Problemy nadal czekają kierowców w Małopolsce - nieprzejezdne są drogi gminne w powiecie myślenickim - od wczoraj nie można dotrzeć do Lipnia. Zasypana jest także trasa Przeginia - Czubrowice oraz droga z Sosowa do Woli Kalinowskiej. Na poważne utrudnienia trzeba się przygotować na bocznych trasach w okolicy Miechowa, Chrzanowa oraz w powiecie Słomnickim. Drogi krajowe i wojewódzkie - są przejezdne.

W lubelskiem pociągi dziś nie mają opóźnień, także autobusy PKS wyruszyły rano w trasę. Na niektórych drogach lokalnych, jeśli kierowca widzi, że nie przejedzie - skraca kurs.
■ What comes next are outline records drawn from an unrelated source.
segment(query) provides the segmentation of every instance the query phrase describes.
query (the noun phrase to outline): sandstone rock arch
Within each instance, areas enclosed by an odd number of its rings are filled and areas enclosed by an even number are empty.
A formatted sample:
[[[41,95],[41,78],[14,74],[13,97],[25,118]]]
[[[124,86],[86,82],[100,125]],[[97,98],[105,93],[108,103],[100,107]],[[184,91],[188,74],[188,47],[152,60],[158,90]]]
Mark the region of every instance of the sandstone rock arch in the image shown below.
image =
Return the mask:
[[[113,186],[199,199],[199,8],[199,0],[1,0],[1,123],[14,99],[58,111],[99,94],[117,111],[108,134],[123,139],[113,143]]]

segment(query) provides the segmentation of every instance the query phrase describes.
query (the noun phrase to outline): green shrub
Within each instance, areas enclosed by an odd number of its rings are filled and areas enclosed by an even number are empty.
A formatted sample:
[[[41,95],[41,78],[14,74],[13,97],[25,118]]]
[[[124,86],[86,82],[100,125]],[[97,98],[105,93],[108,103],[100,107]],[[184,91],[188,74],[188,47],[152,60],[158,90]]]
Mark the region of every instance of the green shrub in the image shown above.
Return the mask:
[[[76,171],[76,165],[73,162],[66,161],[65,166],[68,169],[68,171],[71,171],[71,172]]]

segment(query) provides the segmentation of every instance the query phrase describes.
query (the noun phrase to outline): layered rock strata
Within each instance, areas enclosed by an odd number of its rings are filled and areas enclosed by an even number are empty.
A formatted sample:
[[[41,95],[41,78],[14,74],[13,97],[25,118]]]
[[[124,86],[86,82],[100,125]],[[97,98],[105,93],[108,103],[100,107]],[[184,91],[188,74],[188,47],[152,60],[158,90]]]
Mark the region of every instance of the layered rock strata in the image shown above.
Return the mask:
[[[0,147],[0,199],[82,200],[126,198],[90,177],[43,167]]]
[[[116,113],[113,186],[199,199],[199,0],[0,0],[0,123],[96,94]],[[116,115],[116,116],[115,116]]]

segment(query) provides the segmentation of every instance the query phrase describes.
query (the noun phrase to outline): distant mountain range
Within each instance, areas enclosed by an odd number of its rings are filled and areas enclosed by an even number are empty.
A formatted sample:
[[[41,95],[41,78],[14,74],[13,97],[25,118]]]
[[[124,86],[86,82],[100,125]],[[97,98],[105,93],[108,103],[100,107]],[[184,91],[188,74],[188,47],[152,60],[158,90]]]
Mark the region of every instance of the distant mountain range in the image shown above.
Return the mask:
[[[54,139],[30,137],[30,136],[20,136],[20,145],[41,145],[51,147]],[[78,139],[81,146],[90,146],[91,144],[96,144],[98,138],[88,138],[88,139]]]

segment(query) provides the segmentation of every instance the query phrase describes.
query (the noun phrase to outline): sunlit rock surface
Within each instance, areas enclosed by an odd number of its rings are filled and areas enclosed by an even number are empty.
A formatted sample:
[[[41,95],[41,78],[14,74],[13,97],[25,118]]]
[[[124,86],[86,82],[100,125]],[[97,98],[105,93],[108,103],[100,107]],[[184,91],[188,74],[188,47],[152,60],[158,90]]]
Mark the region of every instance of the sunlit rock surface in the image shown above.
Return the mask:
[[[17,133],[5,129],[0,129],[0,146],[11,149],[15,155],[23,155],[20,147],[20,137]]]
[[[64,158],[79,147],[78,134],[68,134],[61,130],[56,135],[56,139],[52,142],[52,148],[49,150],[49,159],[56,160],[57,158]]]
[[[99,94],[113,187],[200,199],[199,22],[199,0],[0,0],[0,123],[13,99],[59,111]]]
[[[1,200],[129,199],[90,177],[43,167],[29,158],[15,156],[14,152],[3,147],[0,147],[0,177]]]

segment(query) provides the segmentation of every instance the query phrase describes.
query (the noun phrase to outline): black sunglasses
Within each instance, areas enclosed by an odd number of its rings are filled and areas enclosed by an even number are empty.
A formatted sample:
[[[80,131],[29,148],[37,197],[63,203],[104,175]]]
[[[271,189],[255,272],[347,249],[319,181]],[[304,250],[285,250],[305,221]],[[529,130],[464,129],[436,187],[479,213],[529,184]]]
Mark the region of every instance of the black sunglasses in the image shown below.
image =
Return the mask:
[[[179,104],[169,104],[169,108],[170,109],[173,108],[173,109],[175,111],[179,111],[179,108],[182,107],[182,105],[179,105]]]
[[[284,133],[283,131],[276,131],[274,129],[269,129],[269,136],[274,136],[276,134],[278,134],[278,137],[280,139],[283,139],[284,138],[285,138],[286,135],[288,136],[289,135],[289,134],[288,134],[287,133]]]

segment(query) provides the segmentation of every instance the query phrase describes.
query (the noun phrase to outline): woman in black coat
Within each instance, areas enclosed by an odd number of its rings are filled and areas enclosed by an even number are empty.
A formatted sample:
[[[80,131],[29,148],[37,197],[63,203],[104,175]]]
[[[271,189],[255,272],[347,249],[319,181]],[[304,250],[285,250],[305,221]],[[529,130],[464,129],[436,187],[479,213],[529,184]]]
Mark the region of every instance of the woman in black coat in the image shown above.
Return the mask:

Opóźnienia są wtedy raczej niewielkie.

W województwie pomorskim, choć nawierzchnie wszystkich głównych tras są czarne kierowcy mają spore kłopoty – we wszystkich większych miastach województwa jezdnie są oblodzone. Na drogach panuje duży ruch – mieszkańcy Trójmiasta, Kartuz czy Tczewa właśnie teraz wybierają się na ostatnie świąteczne zakupy. W całym regionie od rano doszło jedynie do jednego i to nie groźnego wypadku.

Złe warunki panują na całym obszarze województwa śląskiego. Wczoraj najgorzej jeździło się drogami wokół Częstochowy. Dzisiaj jest znacznie lepiej, ale ciągle w tamtym rejonie są nieprzejezdne odcinki dróg lokalnych. Bez przeszkód jeździ się natomiast wszystkimi głównymi trasami województwa. Niestety na poprawę warunków nie można liczyć. Od rana w całym regionie pada i będzie padał śnieg.